L/R : PAP interim Sole Administrator, Col. Milland Dixon Dikio (rtd.) and DG NIMASA, Dr. Bashir Jamoh, greeting with elbow bumps during Jamoh’s visit.
Speaking with media men during a working visit to the interim Sole Administrator of PAP, Col. Milland Dixon Dikio (rtd.), Dr. Jamoh reiterated the need for all Federal Government Agencies to collaborate to ensure maritime security.
In his words “We should be working together in partnership to help us appreciate and evaluate the challenges from our various perspectives and collectively come up with solutions that would work for all of us, and the country at large”.

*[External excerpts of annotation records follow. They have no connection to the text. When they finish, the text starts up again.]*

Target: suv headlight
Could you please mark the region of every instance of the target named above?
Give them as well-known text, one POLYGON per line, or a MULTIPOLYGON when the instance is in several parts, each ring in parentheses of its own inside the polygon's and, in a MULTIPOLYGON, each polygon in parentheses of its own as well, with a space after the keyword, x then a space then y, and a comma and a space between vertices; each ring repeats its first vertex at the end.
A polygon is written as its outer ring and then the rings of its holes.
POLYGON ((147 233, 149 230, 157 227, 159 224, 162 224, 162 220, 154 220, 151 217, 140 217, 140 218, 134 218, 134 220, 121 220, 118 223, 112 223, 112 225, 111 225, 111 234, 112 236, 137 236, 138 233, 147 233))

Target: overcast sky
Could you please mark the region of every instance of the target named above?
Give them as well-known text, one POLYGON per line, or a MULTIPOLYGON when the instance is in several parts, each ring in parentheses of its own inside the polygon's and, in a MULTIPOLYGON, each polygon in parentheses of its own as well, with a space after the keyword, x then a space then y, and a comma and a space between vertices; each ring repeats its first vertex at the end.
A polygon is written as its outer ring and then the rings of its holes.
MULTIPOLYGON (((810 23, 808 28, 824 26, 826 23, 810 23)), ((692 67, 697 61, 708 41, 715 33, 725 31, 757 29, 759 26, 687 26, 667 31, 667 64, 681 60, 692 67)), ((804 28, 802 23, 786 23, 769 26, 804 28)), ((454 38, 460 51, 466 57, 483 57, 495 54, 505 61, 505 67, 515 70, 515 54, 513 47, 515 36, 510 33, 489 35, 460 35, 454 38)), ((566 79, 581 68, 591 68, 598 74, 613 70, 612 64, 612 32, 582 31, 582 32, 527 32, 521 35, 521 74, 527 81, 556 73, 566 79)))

“Security problems more often than not have a local content. So, as the country’s maritime regulatory agency, we want to partner the amnesty programme, which interfaces with the littoral communities, to nip the security challenges in the bud, and stand our nation in good stead for the optimization of our huge maritime resources.” Jamoh said
Jamoh emphasized that “We cannot proffer solution to the issues and crisis in the Niger Delta without the collaboration of the Presidential Amnesty Programme.”
The Director-General further disclosed that a Maritime Intelligence Unit was recently established by NIMASA to help in the identification of early warning signs in order to prevent security breaches in the littoral areas. He revealed that many of the assets being installed and deployed under the Integrated National Security and Waterways Protection Infrastructure (the Deep Blue Project) had intelligence gathering capabilities through air, land and sea surveillance.
“NIMASA has plans to introduce educational and entrepreneurship training, as well as skill acquisition programmes in the areas of fishing, clearing and forwarding and legal bunkering for people in the coastal communities as a way of empowering them and discouraging criminal tendencies”. Jamoh said
While commending Jamoh for his commitment and passion to the issues of safety and security, Dikio said detecting warning signs and engaging early responses to prevent security challenges would be vigorously pursued.
Dikio said PAP is ready and willing to partner with NIMASA, especially in the empowerment of the locals. He suggested that the people’s knowledge of the local communities should be leveraged on in the area of information gathering.
Dikio also suggested that the training programmes being planned by NIMASA should target subjects relevant to the Niger Delta in order to impact them directly and get to the root of the problem.
He called for the appointment of nodal officers from PAP and NIMASA to interface and harmonize action points to fast-track the actualization of the partnership for the overall good of the maritime sector.